By default, fathomnet-generate will output Pascal VOC XML files. This can be changed by passing the --format flag:

fathomnet-generate --output /path/to/output --concepts 'Bathochordaeus' -v --format coco
INFO:root:Successfully parsed flags
INFO:root:Concept(s) specified:
INFO:root:- Bathochordaeus
INFO:root:Fetching image records for 1 concept(s)...
INFO:root:Found 1301 unique images with bounding boxes
INFO:root:Wrote COCO dataset to /path/to/output/dataset.json

The --format flag currently accepts coco and voc.

Image downloading

By default, fathomnet-generate will not download images. Images can be downloaded to a specified directory by passing the --img-download option:

fathomnet-generate --output /path/to/output --img-download /path/to/output/images --concepts 'Abraliopsis' -v
INFO:root:Creating output directory /home/kbarnard/Desktop/test/images
INFO:root:Successfully parsed flags
INFO:root:Concept(s) specified:
INFO:root:- Abraliopsis
INFO:root:Fetching image records for 1 concept(s)...
INFO:root:Found 59 unique images with bounding boxes
INFO:root:Wrote 59 VOC files to /path/to/output
100% (59 of 59) |################################| Elapsed Time: 0:00:03 Time:  0:00:03
INFO:root:Downloaded 59 new images to /path/to/output/images

Note that for efficiency, fathomnet-generate will not re-download images that already exist in the specified directory. Images are renamed according to their FathomNet image UUID.

Constraints

Once targets are specified, we can further constrain the dataset by passing a variety of flags. These are self-descriptive, and include:

  • --contributor-email

  • --start / --end (ISO-8601 date strings)
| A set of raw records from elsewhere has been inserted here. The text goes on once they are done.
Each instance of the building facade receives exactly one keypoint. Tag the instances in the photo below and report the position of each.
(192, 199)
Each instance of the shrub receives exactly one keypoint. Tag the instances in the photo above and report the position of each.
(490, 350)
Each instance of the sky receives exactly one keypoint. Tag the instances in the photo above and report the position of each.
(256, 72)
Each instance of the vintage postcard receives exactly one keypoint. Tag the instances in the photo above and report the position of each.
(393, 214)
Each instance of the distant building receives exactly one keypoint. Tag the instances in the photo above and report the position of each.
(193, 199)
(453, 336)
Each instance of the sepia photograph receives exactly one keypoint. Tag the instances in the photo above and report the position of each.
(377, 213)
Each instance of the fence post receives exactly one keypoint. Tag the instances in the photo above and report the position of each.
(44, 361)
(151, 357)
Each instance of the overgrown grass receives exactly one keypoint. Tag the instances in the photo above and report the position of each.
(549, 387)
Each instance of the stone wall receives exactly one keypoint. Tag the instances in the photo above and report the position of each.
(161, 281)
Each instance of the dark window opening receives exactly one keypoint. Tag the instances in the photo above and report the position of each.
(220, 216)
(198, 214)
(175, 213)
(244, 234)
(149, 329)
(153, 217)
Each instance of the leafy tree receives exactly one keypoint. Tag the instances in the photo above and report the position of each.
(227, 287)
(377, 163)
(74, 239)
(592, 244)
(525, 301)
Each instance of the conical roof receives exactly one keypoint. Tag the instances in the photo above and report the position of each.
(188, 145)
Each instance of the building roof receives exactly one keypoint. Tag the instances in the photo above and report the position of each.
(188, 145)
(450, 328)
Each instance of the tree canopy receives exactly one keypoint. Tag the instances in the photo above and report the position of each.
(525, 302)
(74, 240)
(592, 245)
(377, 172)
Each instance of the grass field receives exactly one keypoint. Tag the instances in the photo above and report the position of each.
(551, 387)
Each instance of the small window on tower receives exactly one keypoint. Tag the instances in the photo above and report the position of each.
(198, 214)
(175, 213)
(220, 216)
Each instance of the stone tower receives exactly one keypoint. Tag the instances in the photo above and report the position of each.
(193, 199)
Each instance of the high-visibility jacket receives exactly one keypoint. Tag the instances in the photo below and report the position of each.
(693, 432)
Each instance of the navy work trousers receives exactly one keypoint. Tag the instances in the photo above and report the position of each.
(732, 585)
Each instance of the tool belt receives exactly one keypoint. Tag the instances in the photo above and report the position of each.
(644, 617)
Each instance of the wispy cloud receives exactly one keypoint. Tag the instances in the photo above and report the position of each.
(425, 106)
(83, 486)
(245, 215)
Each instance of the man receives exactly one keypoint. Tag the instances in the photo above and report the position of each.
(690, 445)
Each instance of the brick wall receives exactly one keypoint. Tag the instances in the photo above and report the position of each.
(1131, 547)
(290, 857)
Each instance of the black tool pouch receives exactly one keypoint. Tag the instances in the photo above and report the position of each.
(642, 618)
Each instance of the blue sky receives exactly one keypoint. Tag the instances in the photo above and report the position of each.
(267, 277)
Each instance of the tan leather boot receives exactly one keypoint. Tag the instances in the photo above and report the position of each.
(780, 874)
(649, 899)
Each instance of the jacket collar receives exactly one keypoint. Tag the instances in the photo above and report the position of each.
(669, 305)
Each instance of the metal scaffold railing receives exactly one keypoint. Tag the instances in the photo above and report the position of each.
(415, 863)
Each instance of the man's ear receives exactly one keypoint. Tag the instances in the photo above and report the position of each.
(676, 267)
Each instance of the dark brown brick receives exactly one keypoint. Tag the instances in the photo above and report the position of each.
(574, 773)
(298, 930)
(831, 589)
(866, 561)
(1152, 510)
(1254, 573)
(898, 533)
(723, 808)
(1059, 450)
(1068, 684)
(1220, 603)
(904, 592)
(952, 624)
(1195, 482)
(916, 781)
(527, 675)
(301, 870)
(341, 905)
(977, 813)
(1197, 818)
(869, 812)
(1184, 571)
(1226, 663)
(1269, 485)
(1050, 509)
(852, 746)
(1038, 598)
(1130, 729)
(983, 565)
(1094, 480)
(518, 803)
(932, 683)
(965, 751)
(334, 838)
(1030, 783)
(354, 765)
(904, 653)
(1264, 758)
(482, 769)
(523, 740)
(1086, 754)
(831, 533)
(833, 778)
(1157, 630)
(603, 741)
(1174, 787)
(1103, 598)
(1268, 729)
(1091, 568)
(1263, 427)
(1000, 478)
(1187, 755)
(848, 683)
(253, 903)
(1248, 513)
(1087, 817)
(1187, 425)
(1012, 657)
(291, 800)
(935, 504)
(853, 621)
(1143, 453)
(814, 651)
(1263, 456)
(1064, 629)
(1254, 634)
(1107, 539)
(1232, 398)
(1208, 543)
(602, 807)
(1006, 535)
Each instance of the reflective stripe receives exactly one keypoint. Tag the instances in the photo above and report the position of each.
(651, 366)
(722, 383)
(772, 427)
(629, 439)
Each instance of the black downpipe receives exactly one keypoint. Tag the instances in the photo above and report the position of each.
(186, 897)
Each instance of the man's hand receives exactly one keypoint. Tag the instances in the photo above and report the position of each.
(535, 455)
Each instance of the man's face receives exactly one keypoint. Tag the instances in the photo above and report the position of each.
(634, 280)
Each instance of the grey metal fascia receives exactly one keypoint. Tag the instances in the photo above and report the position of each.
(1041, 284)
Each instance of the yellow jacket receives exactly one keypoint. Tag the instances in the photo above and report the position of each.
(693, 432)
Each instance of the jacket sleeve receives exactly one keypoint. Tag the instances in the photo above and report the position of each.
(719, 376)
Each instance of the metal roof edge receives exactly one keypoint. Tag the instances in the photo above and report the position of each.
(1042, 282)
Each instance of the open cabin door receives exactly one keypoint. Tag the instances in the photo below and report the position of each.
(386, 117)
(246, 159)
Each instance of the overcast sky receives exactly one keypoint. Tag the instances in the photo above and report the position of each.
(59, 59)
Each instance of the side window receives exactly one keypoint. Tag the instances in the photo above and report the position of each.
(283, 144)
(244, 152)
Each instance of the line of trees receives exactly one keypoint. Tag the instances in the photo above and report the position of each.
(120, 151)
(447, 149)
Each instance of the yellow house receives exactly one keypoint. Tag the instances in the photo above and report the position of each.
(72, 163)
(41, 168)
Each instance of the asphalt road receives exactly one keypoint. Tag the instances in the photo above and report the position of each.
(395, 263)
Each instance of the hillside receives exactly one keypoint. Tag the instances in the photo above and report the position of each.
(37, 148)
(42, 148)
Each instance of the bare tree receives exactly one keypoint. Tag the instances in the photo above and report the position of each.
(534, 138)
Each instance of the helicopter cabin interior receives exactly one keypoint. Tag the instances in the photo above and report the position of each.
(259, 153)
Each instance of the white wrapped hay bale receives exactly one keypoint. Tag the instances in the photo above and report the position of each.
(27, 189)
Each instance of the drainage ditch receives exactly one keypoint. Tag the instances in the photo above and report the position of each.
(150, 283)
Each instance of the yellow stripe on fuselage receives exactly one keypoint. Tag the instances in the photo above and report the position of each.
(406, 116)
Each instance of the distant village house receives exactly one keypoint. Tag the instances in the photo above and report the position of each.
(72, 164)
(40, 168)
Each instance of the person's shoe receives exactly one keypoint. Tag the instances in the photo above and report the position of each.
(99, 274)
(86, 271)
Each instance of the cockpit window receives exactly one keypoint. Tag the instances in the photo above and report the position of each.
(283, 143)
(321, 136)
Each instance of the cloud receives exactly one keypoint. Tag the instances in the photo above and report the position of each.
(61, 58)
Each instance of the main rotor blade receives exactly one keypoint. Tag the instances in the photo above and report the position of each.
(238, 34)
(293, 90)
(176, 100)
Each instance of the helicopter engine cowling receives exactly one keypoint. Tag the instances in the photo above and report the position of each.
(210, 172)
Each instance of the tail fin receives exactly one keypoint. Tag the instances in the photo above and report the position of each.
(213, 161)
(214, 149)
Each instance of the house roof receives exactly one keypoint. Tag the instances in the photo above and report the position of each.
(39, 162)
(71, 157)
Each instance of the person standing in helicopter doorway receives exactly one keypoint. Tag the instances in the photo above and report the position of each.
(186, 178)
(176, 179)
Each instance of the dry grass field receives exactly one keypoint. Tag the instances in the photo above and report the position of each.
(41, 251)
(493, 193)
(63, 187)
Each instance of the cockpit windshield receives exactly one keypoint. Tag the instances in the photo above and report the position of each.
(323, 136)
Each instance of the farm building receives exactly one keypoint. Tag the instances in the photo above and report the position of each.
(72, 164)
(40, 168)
  • --imaging-types (comma-separated list of imaging types to include)

  • --exclude-unverified

  • --exclude-verified

  • --min-longitude / --max-longitude

  • --min-latitude / --max-latitude

  • --min-depth / --max-depth

  • --institutions (comma-separated list of institutions to include)

Count

Count mode is effectively a dry run that prints the number of annotations that would be generated for a given query.

For example, to count the number of annotations for the Bathochordaeus genus and its descendants:

fathomnet-generate --count --concepts 'Bathochordaeus' --taxa fathomnet
concept                |  # boxes
-----------------------|---------
Bathochordaeus         |     1901
Bathochordaeus charon  |       99
Bathochordaeus mcnutti |     1259
Bathochordaeus stygius |     2471

All other flags described in output mode are available in count mode.